Towering over all are the textured trunks and twisted canopy of cottonwood trees, decorated with mistletoe and often raucous with hundreds of crows among clattering old leaves. The paths are private and winding, at times muddy with a frosting of snow or puddled by rain, other times deep dust, pocked by sneaker prints, hoof prints, bicycle tracks.
The bosque is quiet, a place where the howling wind on the mesa is tamed to a strong breeze, where the tamarisk petals spray a soft pink glow, or in the autumn when they turn flame-orange with the black trunks silhouetted against the tangled brush.
The bosque is fragrant, the smell of dusty warm leaves, or the orange-blossom scent of Russian olive in Spring…the sweetness of asters, brilliant purple even after frost has bleached the grass, and dropped the seeds of sunflowers – the multi-headed black-eyed susan who rules the field in glory.
The bosque is a beach, a changing landscape where the weeds and waters are never the same. There were springs I had to wade through hip-high water to reach the little patch of silky sand, where I could watch the clouds change and the shadows shift across the face of Sandia. There were years the little kids would climb on mossy green downed cottonwood trunks: a bridge, a balance beam, now is silvery and smooth, carved with hearts and names and charred like an old bone.
The bosque is roadrunners and jackrabbits, snow geese and Canada geese and laughing ducks…creaking sandhill cranes, feathered dinosaurs, clumsy taking off and stunning in unlikely flight. It is boys whacking sticks, dogs chasing sticks, swimming after sticks, shaking on the shore. Snakes, and turtles and peeping quail. Coyote scat, green horse piles. Rope swings out over the shallows, cool places on a hot day, sun and shadow, shadow and sun.
The bosque is the river…the Rio Grande, a name this muddy stream does not seem worthy of, but it’s all we’ve got. Rolling brown and rippling with mystery, source in the headwaters way above Taos, up in the meandering creeks and bogs of Creede, all the way to Mexico, it rolls on by.
Across the peaceful mirror of the rio rises the Sandias, pink in winter sunset, white with snow, golden in the autumn afternoon, never the same.
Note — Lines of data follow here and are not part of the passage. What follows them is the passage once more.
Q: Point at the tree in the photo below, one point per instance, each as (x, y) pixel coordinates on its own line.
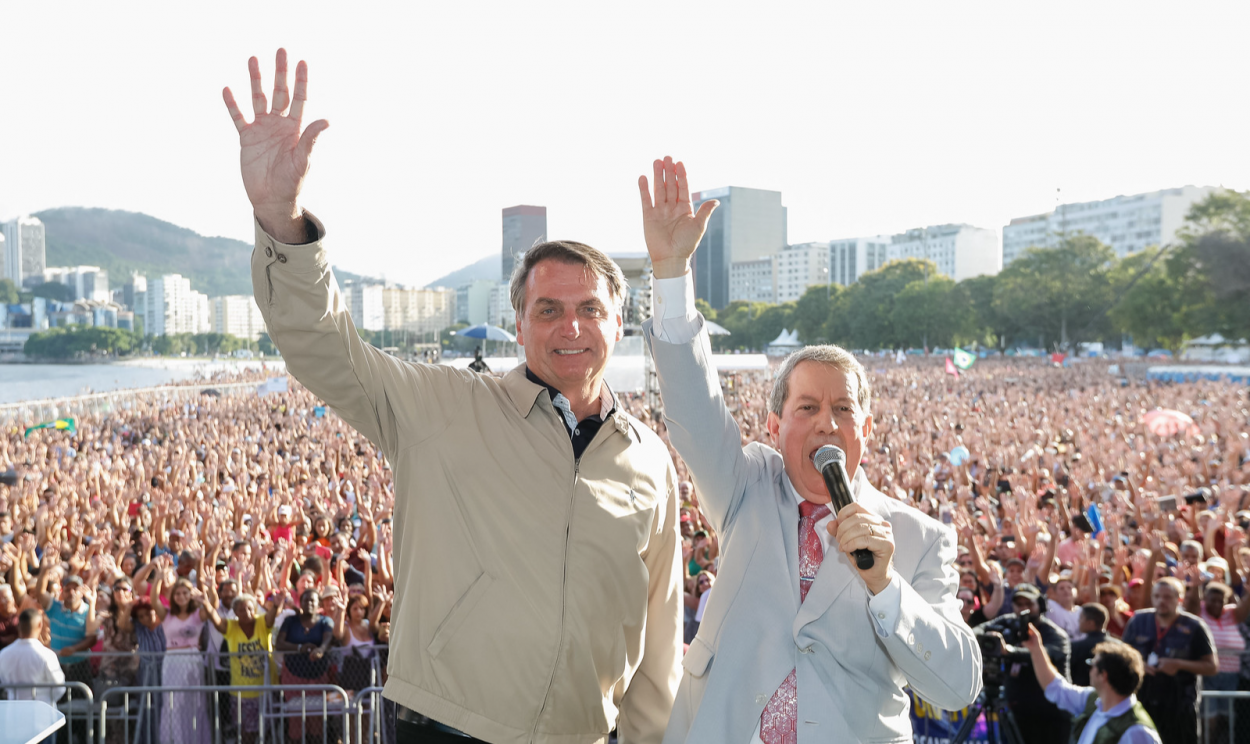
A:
(863, 316)
(813, 310)
(1058, 294)
(8, 293)
(934, 313)
(708, 311)
(1153, 308)
(54, 290)
(80, 340)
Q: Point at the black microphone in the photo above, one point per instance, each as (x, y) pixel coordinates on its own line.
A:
(831, 463)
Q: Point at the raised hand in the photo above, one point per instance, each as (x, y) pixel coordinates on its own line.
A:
(671, 228)
(274, 154)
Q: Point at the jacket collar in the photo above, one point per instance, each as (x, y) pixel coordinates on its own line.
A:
(524, 393)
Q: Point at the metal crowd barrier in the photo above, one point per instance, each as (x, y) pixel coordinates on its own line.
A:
(76, 704)
(1219, 719)
(330, 712)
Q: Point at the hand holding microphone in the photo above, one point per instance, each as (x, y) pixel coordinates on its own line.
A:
(858, 525)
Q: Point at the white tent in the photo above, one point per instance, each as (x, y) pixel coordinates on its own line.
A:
(785, 343)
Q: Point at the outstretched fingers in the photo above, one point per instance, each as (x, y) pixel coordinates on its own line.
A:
(301, 91)
(259, 103)
(670, 180)
(683, 184)
(240, 123)
(281, 95)
(645, 193)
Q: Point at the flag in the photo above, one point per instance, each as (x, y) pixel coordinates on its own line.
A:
(1095, 519)
(61, 424)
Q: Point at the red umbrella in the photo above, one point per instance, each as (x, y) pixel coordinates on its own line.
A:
(1164, 422)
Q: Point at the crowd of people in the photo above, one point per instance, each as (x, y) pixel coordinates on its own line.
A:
(246, 538)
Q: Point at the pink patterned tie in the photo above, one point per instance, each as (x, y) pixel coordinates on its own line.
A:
(779, 723)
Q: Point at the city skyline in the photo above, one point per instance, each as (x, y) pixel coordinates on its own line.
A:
(869, 120)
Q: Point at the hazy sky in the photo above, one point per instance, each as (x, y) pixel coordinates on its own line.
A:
(869, 119)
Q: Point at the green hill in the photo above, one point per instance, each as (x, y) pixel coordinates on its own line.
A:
(125, 241)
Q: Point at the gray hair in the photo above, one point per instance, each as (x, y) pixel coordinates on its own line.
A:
(828, 354)
(568, 251)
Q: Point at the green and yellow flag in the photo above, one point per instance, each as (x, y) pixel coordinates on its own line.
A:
(61, 424)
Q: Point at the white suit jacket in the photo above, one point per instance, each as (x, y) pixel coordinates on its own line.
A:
(755, 629)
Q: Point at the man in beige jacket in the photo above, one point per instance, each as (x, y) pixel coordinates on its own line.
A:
(538, 589)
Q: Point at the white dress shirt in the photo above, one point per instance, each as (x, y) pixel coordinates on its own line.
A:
(1073, 699)
(678, 321)
(29, 662)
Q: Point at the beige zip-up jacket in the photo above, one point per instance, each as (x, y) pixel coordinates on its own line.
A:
(538, 599)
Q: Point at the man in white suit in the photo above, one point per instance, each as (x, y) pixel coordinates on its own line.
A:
(796, 644)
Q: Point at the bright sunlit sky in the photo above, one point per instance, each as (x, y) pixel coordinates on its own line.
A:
(869, 118)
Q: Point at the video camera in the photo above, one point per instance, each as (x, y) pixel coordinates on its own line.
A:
(1014, 632)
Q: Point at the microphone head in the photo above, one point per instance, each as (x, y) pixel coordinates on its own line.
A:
(828, 454)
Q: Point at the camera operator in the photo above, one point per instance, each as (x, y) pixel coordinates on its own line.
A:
(1109, 704)
(1178, 647)
(1040, 720)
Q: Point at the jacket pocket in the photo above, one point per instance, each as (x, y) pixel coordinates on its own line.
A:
(698, 657)
(459, 612)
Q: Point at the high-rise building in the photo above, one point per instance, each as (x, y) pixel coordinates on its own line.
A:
(753, 281)
(364, 303)
(25, 251)
(236, 315)
(749, 225)
(473, 301)
(499, 309)
(418, 310)
(799, 266)
(86, 283)
(1128, 224)
(524, 228)
(850, 258)
(960, 251)
(133, 290)
(171, 306)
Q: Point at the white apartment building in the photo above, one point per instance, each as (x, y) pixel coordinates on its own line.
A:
(171, 306)
(1128, 224)
(753, 281)
(418, 310)
(851, 258)
(236, 315)
(499, 306)
(364, 304)
(799, 266)
(24, 256)
(473, 301)
(89, 283)
(960, 251)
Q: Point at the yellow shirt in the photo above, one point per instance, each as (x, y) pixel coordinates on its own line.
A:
(249, 669)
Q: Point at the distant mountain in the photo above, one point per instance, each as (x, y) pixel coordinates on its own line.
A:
(124, 241)
(488, 268)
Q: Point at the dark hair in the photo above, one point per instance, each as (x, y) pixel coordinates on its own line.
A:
(1121, 664)
(1095, 613)
(566, 251)
(26, 622)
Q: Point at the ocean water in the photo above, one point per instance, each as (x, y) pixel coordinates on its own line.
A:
(38, 382)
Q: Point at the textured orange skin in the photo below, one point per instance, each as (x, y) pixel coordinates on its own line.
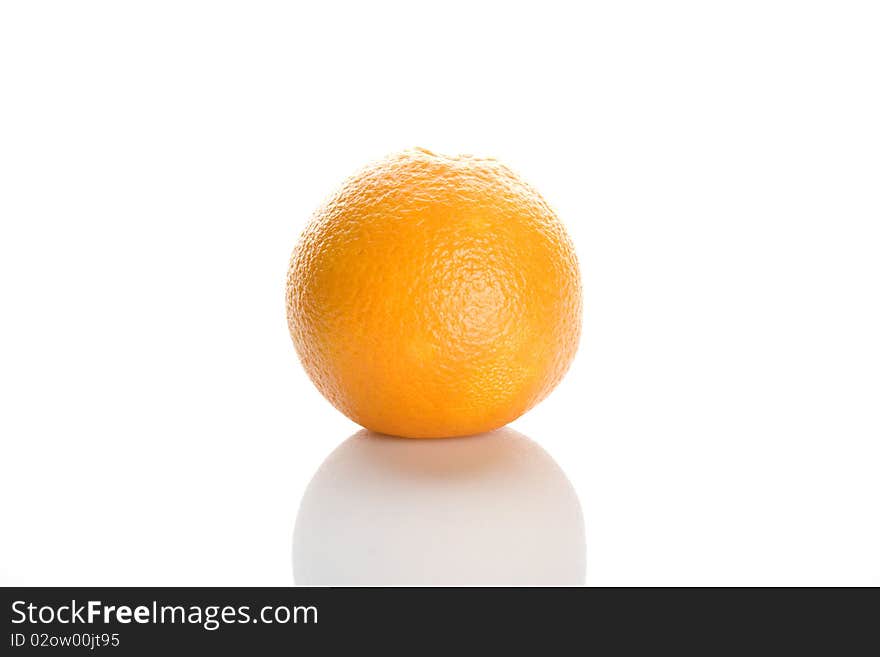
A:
(434, 296)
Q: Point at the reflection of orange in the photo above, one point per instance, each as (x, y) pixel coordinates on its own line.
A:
(434, 296)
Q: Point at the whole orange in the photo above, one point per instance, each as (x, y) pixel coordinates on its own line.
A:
(434, 296)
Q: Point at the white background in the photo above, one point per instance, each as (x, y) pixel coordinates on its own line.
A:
(717, 165)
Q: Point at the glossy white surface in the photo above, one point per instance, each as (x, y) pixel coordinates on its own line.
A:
(716, 165)
(493, 509)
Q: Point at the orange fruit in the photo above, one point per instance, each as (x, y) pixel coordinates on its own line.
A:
(434, 296)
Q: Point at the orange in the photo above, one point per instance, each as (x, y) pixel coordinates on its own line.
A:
(434, 296)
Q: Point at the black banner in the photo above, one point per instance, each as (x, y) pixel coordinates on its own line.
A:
(123, 621)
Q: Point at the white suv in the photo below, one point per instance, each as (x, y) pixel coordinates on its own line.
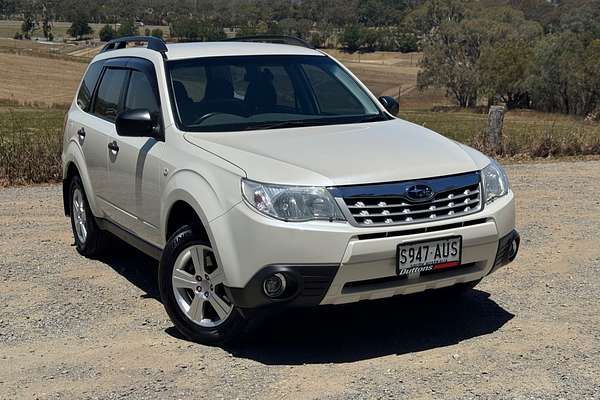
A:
(265, 175)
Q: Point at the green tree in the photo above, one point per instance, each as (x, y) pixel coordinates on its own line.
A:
(127, 28)
(565, 74)
(107, 33)
(453, 49)
(80, 27)
(28, 26)
(352, 37)
(157, 32)
(504, 68)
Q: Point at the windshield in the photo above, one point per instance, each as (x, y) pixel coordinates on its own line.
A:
(266, 92)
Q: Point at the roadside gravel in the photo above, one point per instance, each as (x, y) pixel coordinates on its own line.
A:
(75, 328)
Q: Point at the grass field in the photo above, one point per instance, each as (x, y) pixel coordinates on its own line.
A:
(35, 90)
(30, 145)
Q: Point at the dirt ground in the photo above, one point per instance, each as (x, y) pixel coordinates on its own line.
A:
(71, 328)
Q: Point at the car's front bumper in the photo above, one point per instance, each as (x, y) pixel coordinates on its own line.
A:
(349, 263)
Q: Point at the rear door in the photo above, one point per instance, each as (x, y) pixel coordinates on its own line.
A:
(88, 133)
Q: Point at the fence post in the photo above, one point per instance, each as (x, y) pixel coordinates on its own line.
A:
(493, 137)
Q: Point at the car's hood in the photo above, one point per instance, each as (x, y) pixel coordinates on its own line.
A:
(339, 154)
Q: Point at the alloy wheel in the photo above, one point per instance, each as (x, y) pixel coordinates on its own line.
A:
(197, 282)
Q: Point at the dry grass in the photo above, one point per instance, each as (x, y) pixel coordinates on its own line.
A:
(30, 145)
(31, 79)
(9, 27)
(34, 90)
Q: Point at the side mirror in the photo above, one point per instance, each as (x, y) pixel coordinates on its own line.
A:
(138, 123)
(390, 104)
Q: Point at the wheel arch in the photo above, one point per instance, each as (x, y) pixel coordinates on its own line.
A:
(74, 164)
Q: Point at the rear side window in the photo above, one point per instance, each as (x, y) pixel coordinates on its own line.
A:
(84, 97)
(108, 99)
(141, 94)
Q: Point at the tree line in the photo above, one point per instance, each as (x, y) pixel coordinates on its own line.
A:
(540, 54)
(498, 54)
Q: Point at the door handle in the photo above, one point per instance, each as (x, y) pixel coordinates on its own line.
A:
(113, 146)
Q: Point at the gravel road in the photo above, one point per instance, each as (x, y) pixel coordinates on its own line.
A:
(75, 328)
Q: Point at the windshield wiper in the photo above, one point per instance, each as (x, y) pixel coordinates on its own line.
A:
(314, 122)
(373, 118)
(285, 124)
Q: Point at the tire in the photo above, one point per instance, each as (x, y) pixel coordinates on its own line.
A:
(191, 287)
(90, 240)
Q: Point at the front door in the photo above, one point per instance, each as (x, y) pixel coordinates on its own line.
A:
(134, 166)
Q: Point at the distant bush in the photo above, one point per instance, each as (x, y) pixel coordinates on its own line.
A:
(157, 32)
(127, 28)
(80, 27)
(107, 33)
(193, 29)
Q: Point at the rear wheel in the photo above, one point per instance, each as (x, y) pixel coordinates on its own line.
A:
(90, 240)
(192, 290)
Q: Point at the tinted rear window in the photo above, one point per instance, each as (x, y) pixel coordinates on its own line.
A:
(84, 97)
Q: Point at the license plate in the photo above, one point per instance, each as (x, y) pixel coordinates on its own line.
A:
(428, 255)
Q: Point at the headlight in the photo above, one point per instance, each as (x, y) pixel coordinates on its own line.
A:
(495, 182)
(291, 203)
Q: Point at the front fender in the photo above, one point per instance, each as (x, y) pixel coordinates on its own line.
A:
(209, 200)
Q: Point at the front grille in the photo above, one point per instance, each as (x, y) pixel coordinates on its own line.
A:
(389, 204)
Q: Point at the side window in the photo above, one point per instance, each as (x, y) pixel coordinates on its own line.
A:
(332, 96)
(286, 95)
(141, 94)
(84, 97)
(189, 82)
(109, 93)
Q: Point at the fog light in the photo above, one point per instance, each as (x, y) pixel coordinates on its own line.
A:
(514, 247)
(274, 285)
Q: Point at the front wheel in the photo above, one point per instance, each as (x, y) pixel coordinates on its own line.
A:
(192, 290)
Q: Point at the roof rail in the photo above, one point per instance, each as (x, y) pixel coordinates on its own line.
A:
(278, 39)
(154, 43)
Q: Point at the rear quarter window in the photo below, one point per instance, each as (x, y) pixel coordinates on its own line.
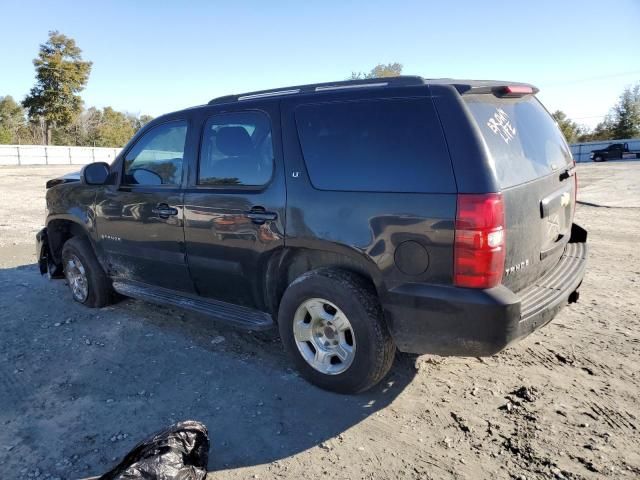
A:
(389, 145)
(523, 139)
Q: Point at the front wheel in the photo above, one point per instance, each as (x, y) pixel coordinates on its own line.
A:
(331, 324)
(88, 283)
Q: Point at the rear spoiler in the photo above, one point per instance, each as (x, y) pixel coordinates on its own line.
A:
(499, 90)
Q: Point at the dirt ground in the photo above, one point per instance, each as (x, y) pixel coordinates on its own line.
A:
(79, 387)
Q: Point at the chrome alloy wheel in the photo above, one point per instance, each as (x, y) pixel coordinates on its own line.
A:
(77, 278)
(324, 336)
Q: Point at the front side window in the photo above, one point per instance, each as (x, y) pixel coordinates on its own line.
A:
(156, 159)
(236, 150)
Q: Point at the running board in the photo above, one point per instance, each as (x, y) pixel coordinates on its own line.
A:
(242, 317)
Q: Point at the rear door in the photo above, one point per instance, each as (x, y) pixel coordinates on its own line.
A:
(234, 203)
(534, 170)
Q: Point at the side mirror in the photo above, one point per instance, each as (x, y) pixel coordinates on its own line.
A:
(95, 173)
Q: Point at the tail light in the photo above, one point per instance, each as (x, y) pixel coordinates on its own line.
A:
(479, 248)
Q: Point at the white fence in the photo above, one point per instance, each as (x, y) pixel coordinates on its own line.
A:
(582, 151)
(41, 155)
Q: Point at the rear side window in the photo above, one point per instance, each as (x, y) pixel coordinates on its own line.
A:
(523, 139)
(236, 150)
(393, 145)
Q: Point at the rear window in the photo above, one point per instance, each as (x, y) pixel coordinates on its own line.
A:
(393, 145)
(523, 139)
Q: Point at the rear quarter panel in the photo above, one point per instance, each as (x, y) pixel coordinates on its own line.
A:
(366, 226)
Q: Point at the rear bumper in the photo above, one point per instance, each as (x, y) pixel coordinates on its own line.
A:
(446, 320)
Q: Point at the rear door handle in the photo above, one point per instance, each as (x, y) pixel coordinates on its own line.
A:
(164, 211)
(259, 215)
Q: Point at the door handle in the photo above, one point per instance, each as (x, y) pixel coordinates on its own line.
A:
(259, 215)
(164, 211)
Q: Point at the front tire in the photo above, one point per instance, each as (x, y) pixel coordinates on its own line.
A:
(332, 326)
(89, 284)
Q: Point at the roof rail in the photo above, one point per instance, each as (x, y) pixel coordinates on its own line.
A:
(401, 81)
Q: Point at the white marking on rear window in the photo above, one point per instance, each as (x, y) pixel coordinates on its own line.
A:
(500, 124)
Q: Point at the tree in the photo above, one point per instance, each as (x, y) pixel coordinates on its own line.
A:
(379, 71)
(12, 120)
(626, 114)
(60, 75)
(570, 129)
(114, 130)
(140, 121)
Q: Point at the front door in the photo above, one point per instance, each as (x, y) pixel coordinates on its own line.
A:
(140, 222)
(234, 204)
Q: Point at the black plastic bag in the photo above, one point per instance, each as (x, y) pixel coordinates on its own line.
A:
(180, 452)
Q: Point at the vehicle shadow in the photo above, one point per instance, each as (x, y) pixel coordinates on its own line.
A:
(95, 382)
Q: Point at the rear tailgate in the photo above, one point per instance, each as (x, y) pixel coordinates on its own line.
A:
(534, 169)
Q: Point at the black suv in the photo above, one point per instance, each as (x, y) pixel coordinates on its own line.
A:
(431, 216)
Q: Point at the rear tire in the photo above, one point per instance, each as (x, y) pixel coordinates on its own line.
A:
(87, 280)
(347, 328)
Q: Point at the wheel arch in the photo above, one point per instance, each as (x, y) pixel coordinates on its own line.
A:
(289, 263)
(59, 230)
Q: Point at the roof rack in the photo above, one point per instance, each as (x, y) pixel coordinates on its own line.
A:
(401, 81)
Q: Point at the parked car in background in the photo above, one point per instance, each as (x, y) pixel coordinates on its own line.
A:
(615, 151)
(360, 217)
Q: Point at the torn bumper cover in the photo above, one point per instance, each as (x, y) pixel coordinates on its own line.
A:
(462, 321)
(43, 254)
(42, 251)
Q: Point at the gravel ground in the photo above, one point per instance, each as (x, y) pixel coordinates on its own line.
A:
(79, 387)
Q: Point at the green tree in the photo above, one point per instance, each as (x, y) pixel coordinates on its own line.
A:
(140, 121)
(379, 71)
(60, 75)
(626, 114)
(12, 120)
(570, 129)
(114, 130)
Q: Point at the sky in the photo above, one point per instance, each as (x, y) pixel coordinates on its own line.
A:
(152, 57)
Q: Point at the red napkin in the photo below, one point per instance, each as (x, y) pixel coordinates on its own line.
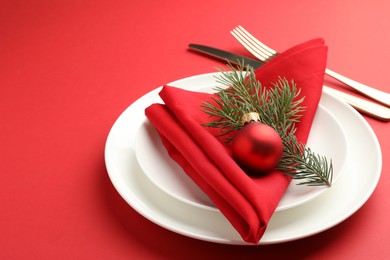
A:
(247, 202)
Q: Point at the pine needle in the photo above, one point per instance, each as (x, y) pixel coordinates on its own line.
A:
(278, 107)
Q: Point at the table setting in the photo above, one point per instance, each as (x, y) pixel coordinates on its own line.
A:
(220, 147)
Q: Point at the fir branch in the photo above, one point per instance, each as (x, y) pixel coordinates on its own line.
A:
(278, 107)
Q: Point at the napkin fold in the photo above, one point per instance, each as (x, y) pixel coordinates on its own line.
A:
(248, 202)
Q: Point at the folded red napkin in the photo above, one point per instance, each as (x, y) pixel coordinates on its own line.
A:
(247, 202)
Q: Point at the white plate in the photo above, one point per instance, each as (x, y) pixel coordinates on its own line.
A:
(326, 138)
(355, 186)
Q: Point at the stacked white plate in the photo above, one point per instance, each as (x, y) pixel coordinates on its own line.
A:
(151, 182)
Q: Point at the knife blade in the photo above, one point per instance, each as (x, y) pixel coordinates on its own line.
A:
(369, 108)
(225, 55)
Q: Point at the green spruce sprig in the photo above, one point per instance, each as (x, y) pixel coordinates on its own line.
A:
(278, 107)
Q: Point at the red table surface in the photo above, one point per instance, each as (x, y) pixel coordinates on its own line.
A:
(69, 68)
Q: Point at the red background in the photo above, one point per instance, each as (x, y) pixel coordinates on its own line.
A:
(69, 68)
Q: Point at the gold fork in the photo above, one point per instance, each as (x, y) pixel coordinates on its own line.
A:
(265, 53)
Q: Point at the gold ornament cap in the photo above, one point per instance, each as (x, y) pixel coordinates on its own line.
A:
(248, 117)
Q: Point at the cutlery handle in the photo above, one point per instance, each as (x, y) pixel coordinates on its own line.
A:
(375, 94)
(364, 106)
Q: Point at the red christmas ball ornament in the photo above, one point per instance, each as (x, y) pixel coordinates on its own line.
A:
(257, 148)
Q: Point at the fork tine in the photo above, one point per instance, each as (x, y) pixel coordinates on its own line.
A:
(267, 50)
(248, 45)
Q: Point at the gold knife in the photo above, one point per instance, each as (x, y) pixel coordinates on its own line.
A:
(364, 106)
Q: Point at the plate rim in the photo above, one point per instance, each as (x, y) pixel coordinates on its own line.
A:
(129, 197)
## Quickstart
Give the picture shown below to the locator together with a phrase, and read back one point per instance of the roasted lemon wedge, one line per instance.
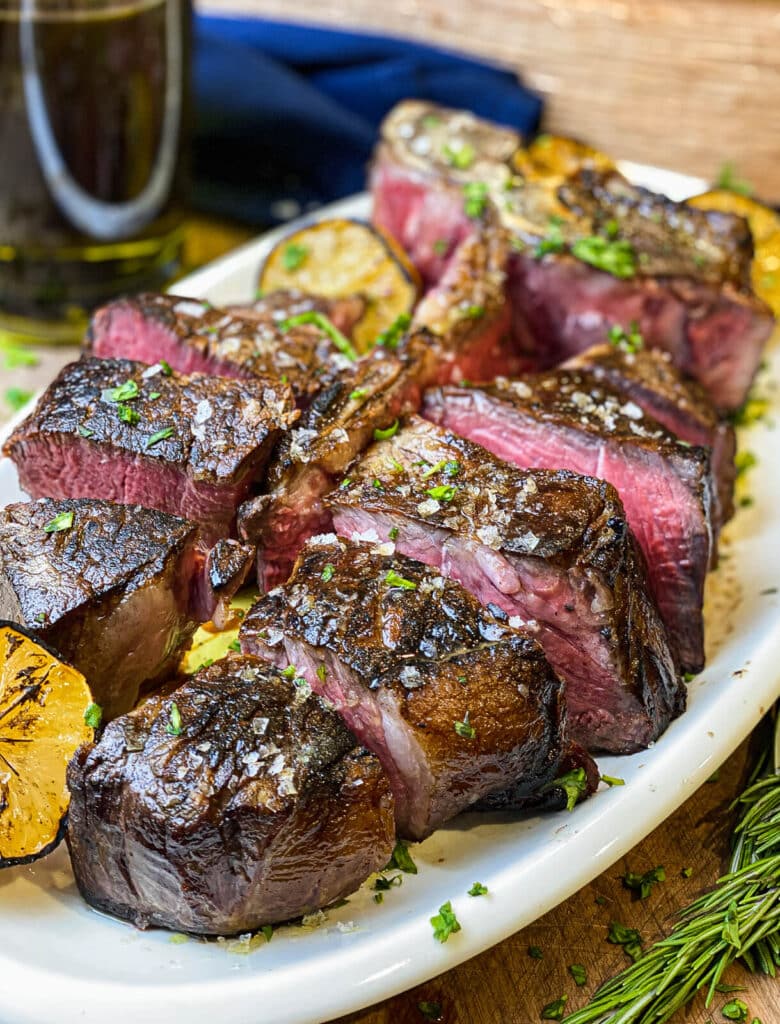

Walking the path through red willow, cloudscape and sky.
This is my bosque, the thick dark places and the hidden paths to quiet duck-blind lookouts where one might hunker down and wonder, cry, dance, chant, worry for the world.
This scarred, empty chopped-down clear-cut bosque, with the lonely trees neutralized, exposed, brown on brown, fed to a chipper and left in the silence…this is not my bosque. It is someone else’s bosque, only what is left after trucks and scraping blades and teeth and tires have had their say.